Star system in the constellation Ophiuchus

λ Ophiuchi, Latinized as Lambda Ophiuchi, is a quadruple star system in the equatorial constellation of Ophiuchus. It has the traditional name Marfik /'mɑrfIk/, which now applies exclusively to the primary component. The system is visible to the naked eye as a faint point of light with an apparent visual magnitude of 3.82. It is located approximately 173 light-years from the Sun, based on its parallax, but is drifting closer with a radial velocity of –16 km/s.

==Nomenclature==
λ Ophiuchi is the system's Bayer designation.

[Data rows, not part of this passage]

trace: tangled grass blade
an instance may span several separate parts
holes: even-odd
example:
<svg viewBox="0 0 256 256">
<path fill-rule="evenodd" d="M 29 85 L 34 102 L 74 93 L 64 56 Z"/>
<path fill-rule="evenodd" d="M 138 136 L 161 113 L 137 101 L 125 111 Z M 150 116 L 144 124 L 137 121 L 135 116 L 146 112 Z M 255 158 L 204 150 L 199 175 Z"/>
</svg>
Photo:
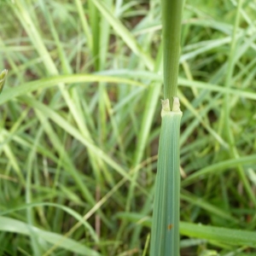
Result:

The designations of the three components as Lambda Ophiuchi A, B and C derive from the convention used by the Washington Multiplicity Catalog (WMC) for multiple star systems, and adopted by the International Astronomical Union (IAU).

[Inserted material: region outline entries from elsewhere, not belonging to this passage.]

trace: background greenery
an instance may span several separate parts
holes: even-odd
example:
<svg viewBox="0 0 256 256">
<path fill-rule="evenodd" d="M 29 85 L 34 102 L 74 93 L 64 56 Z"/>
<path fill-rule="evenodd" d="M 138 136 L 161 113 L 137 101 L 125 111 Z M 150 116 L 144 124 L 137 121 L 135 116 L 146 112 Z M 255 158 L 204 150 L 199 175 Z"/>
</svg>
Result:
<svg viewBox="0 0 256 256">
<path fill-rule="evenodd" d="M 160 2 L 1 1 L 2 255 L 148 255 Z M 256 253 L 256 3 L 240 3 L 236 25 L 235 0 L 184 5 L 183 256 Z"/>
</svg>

It bore the traditional name Marfik (or Marsik), from the Arabic مرفق marfiq "elbow". In 2016, the International Astronomical Union organized a Working Group on Star Names (WGSN) to catalogue and standardize proper names for stars. The WGSN decided to attribute proper names to individual stars rather than entire multiple systems. It approved the name Marfik for the component Lambda Ophiuchi A on 12 September 2016 and it is now so included in the List of IAU-approved Star Names.

==System==
The system can be divided in three pairs and is in a hierarchical architecture, with orbits inside others. The inner pair is made up of the components Aa and Ab, which take 41.93 to complete an orbit around each other and are separated by 0.368 astronomical units. It has a combined visual magnitude of 4.18. The primary is an A-type main-sequence star, with a class of A0V, indicating that it is generating energy through core hydrogen fusion. It has about 2.45 times the Sun's radius and an effective temperature of 9,550 K, giving it the blue-white hue typical of early A-type stars. The secondary is slightly cooler and smaller, with 1.56 times the Sun's radius and an effective temperature of 7,710 K. This temperature is close to the dividing line between F and A-type stars and give it a white hue.

The A-B system has an orbital period of 129.5 years, a physical separation of 46.1 AU and an eccentricity of 0.623. The secondary, component B, of magnitude 5.22, is also an A-type main-sequence star, with a spectral class A4V. It is 1.73 times as large as the Sun and has an effective temperature of 8,330 K, giving it the white hue of A-type stars.

Component C is magnitude 11.0 and lies at an angular separation of 119 arcsecond from the A-B pair, translating to 6,370 astronomical units at its distance. Any orbit would last for hundreds of thousands of years. It has a common proper motion and is at approximately the same distance as the other stars. It has a mass 62% of the Sun's, a radius 58% of the Sun's, a temperature of about 4,157 K, and 9% of the Sun's luminosity. It has an estimated spectral type of K6.